Superati gli 80 anni Biden resterà in carica fino al termine del mandato presidenziale, sostituito nella corsa alla Casa Bianca, dalla sua vice Kamala Harris sostenuta apertamente dai Clinton ma al momento guardata con qualche sospetto dalle minoranze afro che costituiscono una parte rilevante dell’elettorato democratico. E non basterà il sostegno promesso dalle lobby femministe afroamericane a guadagnare il consenso delle minoranze.
Riusciranno i
democratici a fermare l’ascesa di Trump? E nell’arco di poche settimane il
vento contrario ai repubblicani ha forse cambiato direzione?
Agli occhi di molti
Trump continua ad essere impresentabile ma è indubbio riscuota consensi crescenti
nel cuore degli States tra le vittime della crisi economica, sa meglio di tutti
come alimentare paure recondite e sentimenti diffusi contro migranti, diritti
civili come l’aborto, incarna i sentimenti di quella “America” profonda ormai animata
da sentimenti religiosi e reazionari. Se Biden godeva del sostegno delle
contraddittorie centrali sindacali, non è detto che lo stesso possa valere,
almeno nell’immediato, per la sua sostituta.
Non è casuale il
solito ritornello con il quale Trump ha accolto le dimissioni di Biden,
argomentazioni ormai ripetute fino alla noia:
“ha ottenuto la
carica di Presidente solo grazie a bugie, fake news e senza uscire dal suo
seminterrato” e che “tutti quelli che gli stavano intorno, compreso il suo
medico e i media, sapevano che non era in grado di essere presidente, e infatti
non lo è stato”.
I democratici, da
qui a poche settimane, daranno vita alla solita farsa, riunire la Convention
del partito nella seconda metà di agosto, incaricare formalmente la Harris
sapendo che ogni candidato in teoria sarebbe libero di votare un altro
candidato.
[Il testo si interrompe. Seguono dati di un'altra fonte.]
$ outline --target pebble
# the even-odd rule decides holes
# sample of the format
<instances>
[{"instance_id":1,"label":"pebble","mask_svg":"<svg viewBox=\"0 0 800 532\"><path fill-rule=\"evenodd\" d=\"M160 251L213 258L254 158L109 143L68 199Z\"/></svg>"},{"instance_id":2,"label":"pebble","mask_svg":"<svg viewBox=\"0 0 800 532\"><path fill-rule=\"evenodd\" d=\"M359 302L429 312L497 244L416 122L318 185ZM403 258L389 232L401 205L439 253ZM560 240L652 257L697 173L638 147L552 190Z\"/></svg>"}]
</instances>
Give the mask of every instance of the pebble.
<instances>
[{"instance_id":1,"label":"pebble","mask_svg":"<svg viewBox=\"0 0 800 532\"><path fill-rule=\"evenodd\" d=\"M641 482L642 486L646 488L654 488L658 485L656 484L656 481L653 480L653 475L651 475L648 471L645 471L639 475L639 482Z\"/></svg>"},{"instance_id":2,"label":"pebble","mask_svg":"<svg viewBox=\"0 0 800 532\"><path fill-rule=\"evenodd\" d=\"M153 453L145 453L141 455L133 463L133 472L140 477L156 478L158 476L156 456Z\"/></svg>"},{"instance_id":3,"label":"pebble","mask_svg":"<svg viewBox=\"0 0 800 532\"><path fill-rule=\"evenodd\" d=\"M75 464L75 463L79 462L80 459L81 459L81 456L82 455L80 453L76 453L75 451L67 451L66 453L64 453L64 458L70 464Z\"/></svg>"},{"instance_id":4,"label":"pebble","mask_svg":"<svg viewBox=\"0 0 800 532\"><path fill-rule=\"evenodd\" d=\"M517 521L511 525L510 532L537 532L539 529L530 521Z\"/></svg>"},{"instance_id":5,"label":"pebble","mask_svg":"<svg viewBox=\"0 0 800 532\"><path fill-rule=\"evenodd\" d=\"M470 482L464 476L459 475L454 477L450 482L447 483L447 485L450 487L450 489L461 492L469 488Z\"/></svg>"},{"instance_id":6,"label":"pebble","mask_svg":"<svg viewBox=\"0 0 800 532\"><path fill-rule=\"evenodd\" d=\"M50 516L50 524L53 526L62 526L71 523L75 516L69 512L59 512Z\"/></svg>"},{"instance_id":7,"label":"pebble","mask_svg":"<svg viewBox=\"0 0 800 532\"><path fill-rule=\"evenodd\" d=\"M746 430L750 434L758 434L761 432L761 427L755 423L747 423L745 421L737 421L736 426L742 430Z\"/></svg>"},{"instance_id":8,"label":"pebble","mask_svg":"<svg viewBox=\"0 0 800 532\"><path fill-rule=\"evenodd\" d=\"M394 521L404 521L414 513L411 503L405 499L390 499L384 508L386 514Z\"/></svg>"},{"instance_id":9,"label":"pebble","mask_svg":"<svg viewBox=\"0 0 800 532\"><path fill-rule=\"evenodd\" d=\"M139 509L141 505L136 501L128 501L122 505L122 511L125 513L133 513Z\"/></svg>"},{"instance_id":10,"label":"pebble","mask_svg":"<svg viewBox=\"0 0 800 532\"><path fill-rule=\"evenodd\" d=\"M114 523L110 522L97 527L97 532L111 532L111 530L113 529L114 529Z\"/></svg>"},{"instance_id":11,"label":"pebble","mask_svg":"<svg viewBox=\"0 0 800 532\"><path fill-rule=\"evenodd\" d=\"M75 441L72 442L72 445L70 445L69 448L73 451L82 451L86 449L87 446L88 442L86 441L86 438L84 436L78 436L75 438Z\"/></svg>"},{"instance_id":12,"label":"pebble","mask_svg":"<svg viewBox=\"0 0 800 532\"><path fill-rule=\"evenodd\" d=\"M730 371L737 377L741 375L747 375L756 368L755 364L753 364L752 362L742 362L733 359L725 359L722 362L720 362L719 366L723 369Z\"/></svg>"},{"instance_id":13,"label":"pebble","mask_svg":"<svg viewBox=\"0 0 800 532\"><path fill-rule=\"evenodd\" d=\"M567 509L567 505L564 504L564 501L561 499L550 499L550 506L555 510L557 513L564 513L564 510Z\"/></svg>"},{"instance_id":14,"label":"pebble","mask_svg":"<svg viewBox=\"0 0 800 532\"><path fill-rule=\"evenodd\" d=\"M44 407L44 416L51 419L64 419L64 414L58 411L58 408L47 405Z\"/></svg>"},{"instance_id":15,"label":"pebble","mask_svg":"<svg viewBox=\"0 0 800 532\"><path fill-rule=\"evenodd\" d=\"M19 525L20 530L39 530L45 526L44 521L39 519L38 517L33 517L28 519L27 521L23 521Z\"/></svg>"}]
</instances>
I blocchi di potere che dominano il Partito democratico dovranno riunirsi,
e in fretta, attorno alla figura della Harris, la cosiddetta sinistra aveva per
settimane sostenuto Biden anche davanti al genocidio palestinese e oggi
presenta un peso decisamente inferiore al passato e una credibilità nelle
minoranze Usa decisamente al ribasso.
Non mancano i
contendenti della Harris, da Gavin Newsom, alla governatrice del Michigan
Gretchen Whitmer, dal segretario ai Trasporti Pete Buttigieg al governatore
dell’Illinois J.B. Pritzker ma la candidata sulla quale puntare resta la vice
di Biden, Kamala Harris.
Oggi i repubblicani
presentano un programma scritto da tempo dalle fondazioni conservatrici, Trump
ha dichiarato di non averlo letto ma molte delle sue posizioni sono le stesse
di quelle contenute nelle 1000 pagine diffuse. Al contrario. i democratici non
hanno ancora definito un programma alternativo se non operare scelte in
continuità con l’attuale esecutivo sapendo che su alcuni punti anche i loro
tradizionali sostenitori e finanziatori manifestano perplessità di vario genere,
ad esempio avere trascinato gli Usa in una guerra globale dall’Indo Pacifico al
Medio Oriente sembra turbare i sonni di parte del capitalismo di Oltre Oceano.
Come in ogni paese
in crisi il tema della immigrazione rischia di essere centrale nella prossima campagna
elettorale e non esiste idea più forte della espulsione dei clandestini o del
muro al confine del Messico, tradizionali cavalli di battaglia repubblicana sui
quali costruire un consenso negli Stati assediati dalla crisi economica e
sociale.
Ma a preoccupare i
democratici restano soprattutto i timidi segnali provenienti dai tradizionali
finanziatori, dai blocchi economici e finanziari che controllano parte
rilevante dei media, un tempo sostenitori di Biden e da settimane ormai
silenti, alla finestra in un paese che stando ai sondaggi oggi regalerebbe la
maggioranza assoluta ai repubblicani permettendo la rielezione di Trump alla
presidenza Usa.
Le prossime settimane saranno decisive con l’ufficialità del candidato democratico alla Presidenza degli Usa ma anche e soprattutto per comprendere come si riposizioneranno i poteri forti del paese che poi dominando i social e gli organi di stampa decideranno il vincitore finale. Di certo sono tutt’altro che definiti gli equilibri interni agli Usa e il teatrino costruito attorno alle dimissioni di Biden resta il classico specchio per le allodole dietro al quale si celano ben altri interessi in gioco.